- Yakında Turkuvaz Kitap'tan bir kitabınız çıkacak. Nasıl gidiyor çalışmalar?
- E.T: Bu kitaptabenim hayatım hakkındaki her şey olacak. Az kaldı, yer yerinden oynayacak. Ben demiyorum, önsöz yazan üç isimden biri olan Hıncal Uluç, "Bu adam kitap yazmışsa, ortalığı karıştırır" diyor. Diğer isimler Cavit Çağlar ve Şenes Erzik. Yaşasaydı, Hilmi Ok'tan da önsöz alacaktım.
- Kitabın bir hikayesi var mı hocam?
- E.T: Yıllar önce Galatasaray'da Metin Kurt diye bir futbolcu vardı. Mert bir adamdı. Zamanında 17 yaşımdayken Güneşspor'un başkanı, sahte imzayla beni profesyonel yaptı. O zaman Metin ile aynı kulüpteydik. Sonra o Galatasaray'a gitti. Ölmeden önce bir kitap yazdı, "Ey Erman Toroğlu, sen bu alemin bütün çirkinlerini biliyorsun, neden yazmıyorsun?" diye sordu. Ben de, "Metincim bazı şeyler her zaman konuşulmaz. Zamansız öten horozun kellesini keserler" diye gazeteden yanıt yazdım. Şimdi zamanı geldi. Kitaba "Nur içinde yat Metin" diye başlıyorum.

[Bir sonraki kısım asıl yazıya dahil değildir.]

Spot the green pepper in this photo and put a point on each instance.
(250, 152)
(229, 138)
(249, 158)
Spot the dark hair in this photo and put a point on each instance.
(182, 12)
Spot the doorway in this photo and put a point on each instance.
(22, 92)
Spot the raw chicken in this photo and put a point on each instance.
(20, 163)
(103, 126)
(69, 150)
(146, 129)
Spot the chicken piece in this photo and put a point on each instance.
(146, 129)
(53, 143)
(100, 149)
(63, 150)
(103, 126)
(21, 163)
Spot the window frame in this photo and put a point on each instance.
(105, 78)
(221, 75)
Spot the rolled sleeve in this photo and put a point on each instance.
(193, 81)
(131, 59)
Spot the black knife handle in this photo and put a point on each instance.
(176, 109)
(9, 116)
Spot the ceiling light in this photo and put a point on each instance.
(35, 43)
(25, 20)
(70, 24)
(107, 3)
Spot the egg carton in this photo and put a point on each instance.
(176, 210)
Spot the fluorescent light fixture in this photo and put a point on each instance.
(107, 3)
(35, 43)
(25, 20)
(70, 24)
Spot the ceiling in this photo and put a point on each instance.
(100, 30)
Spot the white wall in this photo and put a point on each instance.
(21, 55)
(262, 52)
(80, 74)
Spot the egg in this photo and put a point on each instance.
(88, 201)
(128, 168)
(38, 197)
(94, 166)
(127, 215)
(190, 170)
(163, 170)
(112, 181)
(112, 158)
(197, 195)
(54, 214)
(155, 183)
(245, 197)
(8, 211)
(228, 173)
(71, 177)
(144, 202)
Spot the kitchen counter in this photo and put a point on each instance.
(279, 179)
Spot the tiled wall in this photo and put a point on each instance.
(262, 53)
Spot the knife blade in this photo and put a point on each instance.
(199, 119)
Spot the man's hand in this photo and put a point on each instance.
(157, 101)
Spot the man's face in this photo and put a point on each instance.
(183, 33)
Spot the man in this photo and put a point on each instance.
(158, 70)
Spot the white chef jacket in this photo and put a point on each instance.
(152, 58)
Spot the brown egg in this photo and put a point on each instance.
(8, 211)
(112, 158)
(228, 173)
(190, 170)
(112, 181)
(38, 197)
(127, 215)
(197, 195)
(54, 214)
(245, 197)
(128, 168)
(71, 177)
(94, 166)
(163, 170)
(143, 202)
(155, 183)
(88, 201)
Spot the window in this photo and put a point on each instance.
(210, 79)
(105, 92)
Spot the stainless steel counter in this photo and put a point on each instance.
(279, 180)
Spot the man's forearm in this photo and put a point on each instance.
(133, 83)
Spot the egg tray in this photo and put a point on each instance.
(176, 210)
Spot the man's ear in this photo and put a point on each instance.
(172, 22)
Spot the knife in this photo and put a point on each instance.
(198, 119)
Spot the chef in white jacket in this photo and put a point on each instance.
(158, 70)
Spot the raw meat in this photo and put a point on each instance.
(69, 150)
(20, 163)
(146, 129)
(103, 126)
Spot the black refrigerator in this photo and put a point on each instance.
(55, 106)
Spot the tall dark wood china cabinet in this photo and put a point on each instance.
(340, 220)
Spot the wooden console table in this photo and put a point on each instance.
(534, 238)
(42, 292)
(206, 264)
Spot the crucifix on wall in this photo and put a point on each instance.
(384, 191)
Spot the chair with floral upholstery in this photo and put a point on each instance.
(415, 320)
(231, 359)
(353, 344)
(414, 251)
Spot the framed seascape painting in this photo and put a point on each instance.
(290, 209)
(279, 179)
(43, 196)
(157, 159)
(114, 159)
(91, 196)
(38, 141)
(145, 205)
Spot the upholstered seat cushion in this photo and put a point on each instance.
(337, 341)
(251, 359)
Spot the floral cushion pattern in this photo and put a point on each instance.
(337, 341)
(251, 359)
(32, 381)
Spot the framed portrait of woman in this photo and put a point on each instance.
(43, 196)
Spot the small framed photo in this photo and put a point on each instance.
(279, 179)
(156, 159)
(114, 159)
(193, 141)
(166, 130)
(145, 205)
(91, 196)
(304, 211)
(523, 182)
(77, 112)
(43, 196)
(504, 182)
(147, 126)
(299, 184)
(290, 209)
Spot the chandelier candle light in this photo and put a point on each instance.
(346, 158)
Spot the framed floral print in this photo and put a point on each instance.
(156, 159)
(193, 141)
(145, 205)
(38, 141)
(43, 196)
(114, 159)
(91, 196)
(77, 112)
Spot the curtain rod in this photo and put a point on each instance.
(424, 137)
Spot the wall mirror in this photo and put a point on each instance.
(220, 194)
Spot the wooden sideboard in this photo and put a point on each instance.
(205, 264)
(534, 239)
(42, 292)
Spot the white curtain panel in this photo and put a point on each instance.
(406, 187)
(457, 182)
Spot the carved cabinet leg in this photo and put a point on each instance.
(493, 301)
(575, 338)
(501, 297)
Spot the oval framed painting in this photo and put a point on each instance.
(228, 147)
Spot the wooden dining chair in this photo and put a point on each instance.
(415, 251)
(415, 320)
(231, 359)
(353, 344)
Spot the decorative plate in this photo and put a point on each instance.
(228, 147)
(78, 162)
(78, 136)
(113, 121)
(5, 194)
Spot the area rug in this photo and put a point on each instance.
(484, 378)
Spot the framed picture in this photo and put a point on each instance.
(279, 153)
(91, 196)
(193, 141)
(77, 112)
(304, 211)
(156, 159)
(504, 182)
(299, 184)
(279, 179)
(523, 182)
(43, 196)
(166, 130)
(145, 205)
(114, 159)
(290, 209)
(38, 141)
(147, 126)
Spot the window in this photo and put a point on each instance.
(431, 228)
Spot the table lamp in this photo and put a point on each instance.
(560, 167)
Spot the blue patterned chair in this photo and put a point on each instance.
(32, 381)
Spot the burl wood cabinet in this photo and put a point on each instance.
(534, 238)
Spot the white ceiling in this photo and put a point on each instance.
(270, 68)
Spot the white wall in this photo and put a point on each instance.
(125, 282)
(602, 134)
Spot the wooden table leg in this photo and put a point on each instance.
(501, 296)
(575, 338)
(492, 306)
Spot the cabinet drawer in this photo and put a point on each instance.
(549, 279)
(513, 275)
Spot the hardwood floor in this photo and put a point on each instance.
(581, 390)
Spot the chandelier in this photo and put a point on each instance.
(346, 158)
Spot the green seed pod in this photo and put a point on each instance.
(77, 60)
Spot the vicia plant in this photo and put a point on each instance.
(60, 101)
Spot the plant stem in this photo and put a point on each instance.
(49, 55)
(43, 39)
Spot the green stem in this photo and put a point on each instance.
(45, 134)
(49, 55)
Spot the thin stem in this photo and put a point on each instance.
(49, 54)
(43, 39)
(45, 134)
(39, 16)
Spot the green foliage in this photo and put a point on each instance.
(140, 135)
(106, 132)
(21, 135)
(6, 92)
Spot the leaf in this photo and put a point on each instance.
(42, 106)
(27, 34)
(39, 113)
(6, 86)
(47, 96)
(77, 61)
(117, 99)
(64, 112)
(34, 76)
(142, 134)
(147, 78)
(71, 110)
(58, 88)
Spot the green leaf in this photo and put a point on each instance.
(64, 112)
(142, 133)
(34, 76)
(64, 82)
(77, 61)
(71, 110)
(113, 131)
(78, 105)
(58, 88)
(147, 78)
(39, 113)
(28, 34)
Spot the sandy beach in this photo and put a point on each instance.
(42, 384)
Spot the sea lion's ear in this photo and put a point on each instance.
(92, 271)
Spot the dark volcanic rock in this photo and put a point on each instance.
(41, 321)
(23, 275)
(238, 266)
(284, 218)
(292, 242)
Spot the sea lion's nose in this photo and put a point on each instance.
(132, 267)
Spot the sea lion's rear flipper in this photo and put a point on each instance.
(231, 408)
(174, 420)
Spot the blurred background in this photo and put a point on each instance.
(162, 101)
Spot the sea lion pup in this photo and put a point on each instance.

- Ezgi Hanım siz kitabı okudunuz mu?
- E.Y: Okumak isterdim ama beni karıştırmadı. Okumak ve gerekirse bazı yerleri hukuki olarak düzelttirmek isterdim ama izin vermedi.
- E.T: Kimseyi karıştırmadım. Şu ana kadar buraya kendim geldim. Bundan sonra da kendim gideyim.
- Kitapta yayıncı kuruluştan olaylı ayrılışınızın perde arkası da vardır sanırım...
- E.T: Ben işten ayrılabilirim, benim işten ayrılmam Şansal Büyüka'nın da ayrılması demek değil. Ama yalancı şahitlik yapmasına, hele de Kuran üzerine yemin ederek yalancı şahitlik yapmasına inanamadım. Benden sonra hakem yorumcusu bile bulamadılar. Gidip Markus Merk'i getirdiler. Demek ki Türkiye'de benim seviyemde bir isim yokmuş.